In childhood, our relationships with our caregivers imprint upon us our sense of self-worth and our value in the world. When those relationships are fractured from abuse or loss, or we are told that our needs and emotions don’t matter—that we are a problem, the odd one out, or are only worthy of love when we fit a specific mold—those messages become the internal voices that guide us as we grow into adulthood. Whether these were told to us explicitly, or implicitly understood, this attachment rupture, this relational trauma, affects us for years to come.

Relational trauma, the childhood wound

Relational trauma is the outcome of mistreatment in childhood. Abuse, neglect, abandonment, excessive criticism, withholding affection, being ignored or disregarded, or demands to conform can all add to a child’s relational trauma. Feeling safe as a child depends on being considered acceptable to our caregivers, and when it is clear that acceptance and love is not available, a child will internalize that messaging and assume they are the ones at fault. It is easier for a child—and later for an adult with relational trauma—to assume there is something wrong with them, versus recognizing that the caregivers a child depended on were not equipped or successful in meeting their needs. 

In later life, relational trauma can manifest as mental health struggles and also in how we relate to others. We may repeat the same emotional patterns we experienced as children, pushing us toward people-pleasing or emotional volatility. PTSD, cPTSD, depression, and anxiety are also often an issue for those who experience relational trauma, as well as physical symptoms like chronic pain, digestive issues, and migraines. 

Relational trauma and shame: a heavy burden

One of the major manifestations of relational trauma is shame. The shame of relational trauma, when you boil it down, stems from a personal sense of worthlessness, disconnection from others and a driving need to feel safe by being considered acceptable to others. Shame can become especially troubling when there is a demand of secrecy around the abuse suffered in childhood, as secrecy feeds shame. A pervasive feeling of being the “bad” or “wrong” part of an interaction with others is deeply damaging to your ability to understand your actual self-worth. 
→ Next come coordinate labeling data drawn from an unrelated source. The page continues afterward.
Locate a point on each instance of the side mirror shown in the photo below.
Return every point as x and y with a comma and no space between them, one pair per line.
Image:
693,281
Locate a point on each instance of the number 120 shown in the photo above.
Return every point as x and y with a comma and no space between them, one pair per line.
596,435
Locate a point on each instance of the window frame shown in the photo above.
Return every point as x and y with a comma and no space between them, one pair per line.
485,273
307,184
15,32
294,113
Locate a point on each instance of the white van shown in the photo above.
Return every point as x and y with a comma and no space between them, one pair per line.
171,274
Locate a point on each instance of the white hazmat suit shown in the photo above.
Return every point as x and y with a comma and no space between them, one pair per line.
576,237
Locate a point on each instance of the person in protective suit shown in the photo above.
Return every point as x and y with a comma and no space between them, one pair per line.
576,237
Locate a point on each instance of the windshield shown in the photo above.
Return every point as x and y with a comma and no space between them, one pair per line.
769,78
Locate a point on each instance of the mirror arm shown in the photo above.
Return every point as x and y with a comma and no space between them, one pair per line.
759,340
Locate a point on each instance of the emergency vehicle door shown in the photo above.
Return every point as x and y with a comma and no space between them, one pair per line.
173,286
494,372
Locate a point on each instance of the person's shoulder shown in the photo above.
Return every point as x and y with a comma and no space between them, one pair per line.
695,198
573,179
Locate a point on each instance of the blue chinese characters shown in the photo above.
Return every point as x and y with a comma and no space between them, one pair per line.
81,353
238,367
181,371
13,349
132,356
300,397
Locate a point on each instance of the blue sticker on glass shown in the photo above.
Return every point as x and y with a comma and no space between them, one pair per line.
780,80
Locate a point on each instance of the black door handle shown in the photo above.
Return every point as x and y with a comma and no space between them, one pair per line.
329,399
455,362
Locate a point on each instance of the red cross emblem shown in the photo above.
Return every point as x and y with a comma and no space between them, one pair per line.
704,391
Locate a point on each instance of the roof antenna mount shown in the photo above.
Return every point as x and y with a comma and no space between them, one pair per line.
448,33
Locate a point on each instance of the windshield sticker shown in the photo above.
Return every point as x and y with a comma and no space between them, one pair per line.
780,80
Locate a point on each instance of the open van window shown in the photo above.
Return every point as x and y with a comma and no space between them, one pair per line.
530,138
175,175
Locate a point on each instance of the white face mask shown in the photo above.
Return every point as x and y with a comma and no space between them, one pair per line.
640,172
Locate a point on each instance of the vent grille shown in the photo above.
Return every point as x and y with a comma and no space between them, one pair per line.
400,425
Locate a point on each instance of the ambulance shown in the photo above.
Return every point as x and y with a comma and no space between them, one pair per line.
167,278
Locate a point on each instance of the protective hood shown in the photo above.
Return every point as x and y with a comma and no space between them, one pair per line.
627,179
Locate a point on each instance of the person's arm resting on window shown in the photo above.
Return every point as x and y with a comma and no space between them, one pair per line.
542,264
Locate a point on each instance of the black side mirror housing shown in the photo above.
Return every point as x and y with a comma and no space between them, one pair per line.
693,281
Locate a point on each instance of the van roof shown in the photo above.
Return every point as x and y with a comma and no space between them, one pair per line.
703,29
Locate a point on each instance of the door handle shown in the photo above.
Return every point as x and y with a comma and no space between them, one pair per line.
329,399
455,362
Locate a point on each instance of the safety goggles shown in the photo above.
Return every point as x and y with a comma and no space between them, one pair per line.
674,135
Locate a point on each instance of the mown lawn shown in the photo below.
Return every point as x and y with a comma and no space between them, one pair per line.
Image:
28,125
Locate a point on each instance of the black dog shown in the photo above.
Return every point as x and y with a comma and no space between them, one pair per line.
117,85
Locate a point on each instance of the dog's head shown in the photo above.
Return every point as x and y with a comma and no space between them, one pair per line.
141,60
Shame can show up in your life as:

  • Feeling worthless or undeserving of any kindness or good things
  • Pushing others away to avoid the disappointment of them leaving you later
  • Sticking with relationships that you know aren’t working or healthy, because you feel there’s nothing else possible
  • Substance use, reckless behaviors, self-harm, or eating disorders to try to soothe the hurt of shame
  • Rage and emotional or physical violence from overwhelm of the feelings of shame
  • Keeping secrets about who you are or what has happened in your life
  • Having a hard time relating to others, especially when they’re having a hard time; shame makes the reminders of your own hard times overwhelming

If any of these feel familiar, please know, shame and relational trauma are not permanent. Healing from shame is possible. It may feel like these emotions are an inherent part of you, or an actual assessment of your worth. Shame from relational trauma has nothing to do with what you deserve in life or who you are, it is a way you learned to cope that has developed over time. But healthier ways of coping is possible, and freedom from shame is something you absolutely, unreservedly deserve.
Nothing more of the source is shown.